I spent a couple of hours this morning cleaning up a Kern Aarau slide rule I bought recently. Kern Aarau was primarily a manufacturer of surveying equipment, so almost certainly this slide rule is related to surveying.
The first thing you notice about this slide rule is its weight — it’s darned heavy compared to most slide rules. As well it should be: it’s solid steel! Every single part on this slide rule is beautifully machined from stainless steel. In terms of its construction, it looks exactly like what you’d get if you described how a slide rule works to a machinest, and then told him to go build one. It’s the kind of gadget that anyone who loves fine machinery would appreciate.
Some of the scales are familar. On the top stator, there is a scale just like an “A” scale, except that it is readable from both the top edge and the bottom edge (with the slide). The slide has two scales on it. One of them is a completely conventional tangent scale (marked “TG."); it has angles from about 35' to 45 degrees and the tangent is read from the A scale.
The other scale on the slide is marked “SIN.COS", and so far it has me mystified. It starts at just under 10' on the right hand side, and goes to 45 degrees on the left hand side. The 45 degrees lines up with the 2.0 mark on the left hand half of the A scale. I have not figured how to read sine and cosine values using this scale, though it seems clear that that’s the intent.
On the bottom stator, there is a scale marked “E-R” that looks like almost three decades of a log scale, starting at 0.01 and ending at 7.0. The 0.01 on this scale lines up with about 3.825 on the left hand decade of the A scale. I have absolutely no idea what this scale is for.
Finally, there is a mysterious scale on the cursor, arranged so that you can read it directly against the A scale on the top edge of the rule.
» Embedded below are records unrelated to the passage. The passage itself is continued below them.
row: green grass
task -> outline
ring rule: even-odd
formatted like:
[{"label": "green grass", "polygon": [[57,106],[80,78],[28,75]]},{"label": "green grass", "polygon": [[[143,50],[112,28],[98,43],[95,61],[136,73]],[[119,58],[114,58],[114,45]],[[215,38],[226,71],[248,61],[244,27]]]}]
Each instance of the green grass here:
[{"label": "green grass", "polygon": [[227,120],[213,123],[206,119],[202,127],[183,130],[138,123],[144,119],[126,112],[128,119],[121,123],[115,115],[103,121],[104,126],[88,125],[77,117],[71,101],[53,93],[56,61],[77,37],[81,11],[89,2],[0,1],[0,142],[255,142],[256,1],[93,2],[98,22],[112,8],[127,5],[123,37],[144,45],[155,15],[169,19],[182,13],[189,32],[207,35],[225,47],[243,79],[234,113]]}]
This scale goes from 0 on the right to 45 on the left. If you set the 0 against the middle of the A scale, the 45 reads against 5 on the left hand decade of the A scale. The range of this scale (0 - 45) suggests to me that it has something to do with a function of an angle in degrees, presumably one that exhibits symmetry over the eight 45 degree segments of a circle (sine and cosine are like this). But I haven’t figured out what it’s for.
If you’d like to see this thing close-up, check out this 300 dpi scan. Anyone with any knowledge of these things, please drop me a line or leave a comment here. I’d like to solve this mystery!
In the old blog, Maptack said:
ReplyDeleteHi SlighlyLoony,This sliderule was for for use with a Tachymeter Theodolite also known as a Tacheometer Theodolite but principally with a Tacheometric Plane Table Telescopic Alidade. The tacheometer/tachymeter/alidade gradually became a “self-reducing” instrument from the last quarter of the 19th Cent. The stadia slide rule calculated the horizontal distance & the height difference component from optically measured distances using fixed stadia lines in the telescope field of view. So the slide rule competed with the evolving self-reducing (simplified the calculation so you could do it in your head) aspect of improved surveying telescopes. The Stadia or tacheometric slide rule was at its most useful with a telescopic alidade which permitted the drafting of the map in the field on the plane table drawing board on which the alidade rested. The telescope fixed direction & distance and an attached ruler permitted the plotting of the position of the surveyed object. This “real-time” requirement demanded field calculation hence the Stadia slide rule. This was generally for small scale mapping 1/2500, 1/10000 etc particularly for exploratory and archeological map making. The Kern stadia rule was still on sale during the 1920’s and probaly into the early Thirties. The slide rule was made by a company well used to metal as a basic component which of course prevented warping and damage during the gruel of fieldwork. Tachymetry simply means quick measure from the Greek. I have a copy of the manual for the Kern slide rule but it is in French or German if you are interested.